Une affaire aux allures de scandale judiciaire secoue actuellement la juridiction de Pikine-Guédiawaye, où une tentative présumée de corruption impliquant un chef d’entreprise et un guide religieux a conduit à leur incarcération. Selon des informations rapportées par le journal Libération, Cheikh Guèye, directeur général de la société Technologie Consulting Service (TCS), et le marabout Hady Sy ont été placés sous mandat de dépôt après leur inculpation pour association de malfaiteurs et corruption.
L’affaire a pris forme à la suite d’une manœuvre visant directement un magistrat en exercice, en l’occurrence le juge Maguette Thiam, qui officie au niveau du deuxième cabinet du tribunal de Pikine-Guédiawaye. D’après les éléments de l’enquête, Cheikh Guèye, déjà impliqué dans une autre procédure judiciaire et placé sous bracelet électronique, aurait cherché à obtenir une autorisation de sortie du territoire national. Une démarche qui, selon les enquêteurs, aurait pris une tournure illégale.
En effet, pour parvenir à ses fins, le mis en cause aurait proposé une somme de 10 millions de francs CFA dans le but d’influencer la décision du magistrat. Une tentative jugée particulièrement grave, dans un contexte où les autorités judiciaires affichent une volonté ferme de lutter contre toute forme d’atteinte à l’intégrité du système judiciaire.
Alertés, les services compétents sont rapidement intervenus, mettant en échec ce qui est désormais considéré comme une tentative flagrante de corruption. Les deux suspects ont d’abord été placés en garde à vue à la Brigade de recherches de Keur Massar, avant d’être déférés au parquet de Pikine-Guédiawaye. Leur inculpation et leur placement sous mandat de dépôt sont intervenus dans la foulée, traduisant la gravité des faits qui leur sont reprochés.

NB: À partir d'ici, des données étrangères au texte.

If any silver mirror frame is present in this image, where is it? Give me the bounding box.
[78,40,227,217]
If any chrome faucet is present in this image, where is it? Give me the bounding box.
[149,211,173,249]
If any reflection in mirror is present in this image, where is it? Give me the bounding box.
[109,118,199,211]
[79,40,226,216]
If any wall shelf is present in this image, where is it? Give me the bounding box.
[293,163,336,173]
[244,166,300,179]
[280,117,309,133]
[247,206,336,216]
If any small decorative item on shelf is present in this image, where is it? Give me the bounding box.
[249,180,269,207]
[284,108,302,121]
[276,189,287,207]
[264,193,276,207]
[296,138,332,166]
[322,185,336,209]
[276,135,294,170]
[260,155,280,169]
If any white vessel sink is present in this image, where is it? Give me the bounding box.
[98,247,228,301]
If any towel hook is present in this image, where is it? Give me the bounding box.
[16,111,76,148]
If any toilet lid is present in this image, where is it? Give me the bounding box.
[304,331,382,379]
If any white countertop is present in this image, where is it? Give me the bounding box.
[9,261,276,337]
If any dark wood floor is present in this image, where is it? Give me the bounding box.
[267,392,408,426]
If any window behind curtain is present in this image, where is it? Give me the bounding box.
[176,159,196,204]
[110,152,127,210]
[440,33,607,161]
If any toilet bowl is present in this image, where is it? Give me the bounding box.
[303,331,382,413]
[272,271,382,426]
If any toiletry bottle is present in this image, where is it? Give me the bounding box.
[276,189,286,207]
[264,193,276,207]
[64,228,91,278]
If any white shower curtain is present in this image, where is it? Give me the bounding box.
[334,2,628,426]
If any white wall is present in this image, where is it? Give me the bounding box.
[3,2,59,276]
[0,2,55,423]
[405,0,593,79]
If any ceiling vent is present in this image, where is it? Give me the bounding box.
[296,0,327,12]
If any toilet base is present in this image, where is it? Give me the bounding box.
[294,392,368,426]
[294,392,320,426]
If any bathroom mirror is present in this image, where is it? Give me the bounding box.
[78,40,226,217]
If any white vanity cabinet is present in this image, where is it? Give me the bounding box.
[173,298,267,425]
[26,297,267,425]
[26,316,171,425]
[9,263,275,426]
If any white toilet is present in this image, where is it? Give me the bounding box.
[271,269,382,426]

L’implication du marabout Hady Sy dans ce dossier suscite de nombreuses interrogations. Les enquêteurs s’emploient à déterminer s’il a agi en qualité d’intermédiaire entre les parties ou s’il jouait un rôle plus central dans cette tentative présumée de corruption. Cette zone d’ombre constitue désormais un axe majeur de l’enquête en cours.
Au-delà des faits eux-mêmes, cette affaire relance le débat sur la moralisation de la vie publique et la nécessité de renforcer les mécanismes de prévention et de répression de la corruption. Elle met également en lumière la vigilance accrue des autorités judiciaires face à toute tentative de compromission de leur indépendance.